Got it all leveled out. Was quite suprised that my floor wasn't that far out of level after having a 125 then a 180 on it for a couple of years. Maybe there's something to be said for older houses eh?










Got eggcrate on the bottom and some eggcrate painted black across the back and up the side a little to protect the glass.



















Sand in.










Rocks and some water.



















The finished product. Full :dancing:



















But who's kidding who? 
We all know they're never finished. :lol:


----------



## jchild40 (Mar 20, 2010)

The set up is fantastic!

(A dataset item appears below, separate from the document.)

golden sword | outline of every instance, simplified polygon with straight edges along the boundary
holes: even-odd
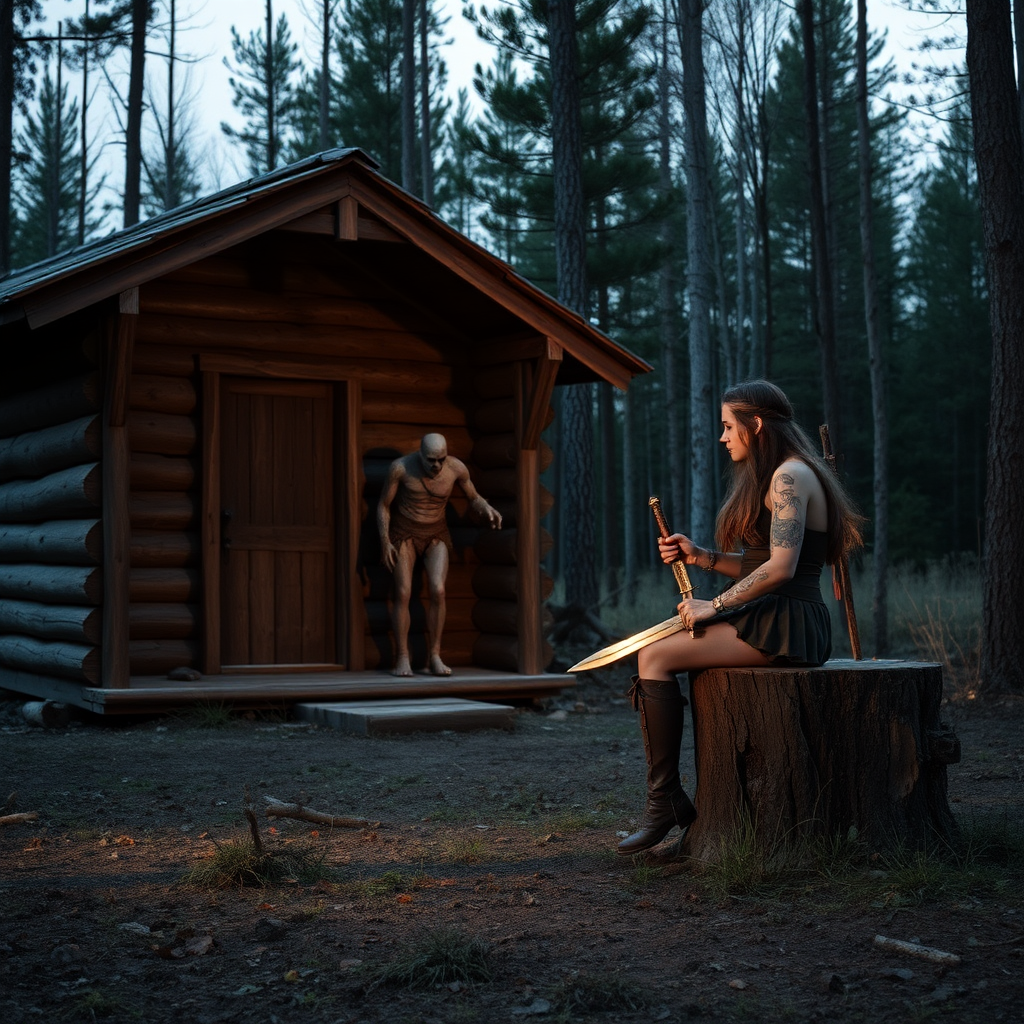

I can't wait to see what you stock it with!


----------



## Steve C (Oct 9, 2011)

How come you decided against the BG you were workin' on? You had a real nice look to it going in those last pics back a couple months ago.


----------



## Dieselfool (Aug 11, 2010)

Steve C said:


> How come you decided against the BG you were workin' on? You had a real nice look to it going in those last pics back a couple months ago.


Can't explain it. Just didn't like it. So instead of spending another week carving, and another week coating and curing, I just decided to go with the standared black painted glass with rock look. I have access to unlimited amounts of the black(ish) rock, (although I can't pick it once the snow is down) and I had this in my old 125 and it really made the color of the fish pop.
Pics of the old 125 below.



















So right now I have it up and running with just one of the two FX5s that will be on it, with all the bio-media from a Ehiem 2217 off my Daughter in-laws tank thats been up and running for a couple of years now. I also added 50 gal from her tank when I filled it up. Timed her water change with my fill-up. I know water doesn't add that much bio-mass, but hey, every little bit helps right? Besides, who wants to wait and do a full cycle if they don't have to? So right now I have 3 Monos in just to keep the cycle going till I can go Cichlid shopping.



jchild40 said:


> The set up is fantastic! I can't wait to see what you stock it with!


As far as stock goes, it's going to be filled with the standared Male Peacocks, and some of the larger male Hap predators IE: Commpressersip, Fusco, VC10, Livingstoni, you get the idea right? And I'm sure by the end of it all it may be somewhat overstocked, but hey gotta spread the aggession around right? Only thinking of my fish's heath ya know. :lol: 
So next week I'm on vacation, then it's Child shoppimg time. :dancing:


----------



## Dieselfool (Aug 11, 2010)

Time for an update.



















Got a few small Peacocks and some predator Haps. Don't pay any attention to the few oddballs(Monos and such) They are up for sale.

My Sunshine and Alhi.








Milomo.









And I even have one big Tang. This guy was a rescue that I coudn't turn my back on.
8" male Frontosa. Yup, he's no Hap, but I'm gonna keep him anyway.


----------



## lilscoots (Mar 13, 2012)

Tank and stand look great. I think you might want to put a small piece of wood or something inside the hood along the seam on the side where the hinged part and the stationary part come together just to cut out the light bleed there. also on the pics, that doesn't look like a milomo to me (lips are too small), looks more like a placidochromis johnstoni...


----------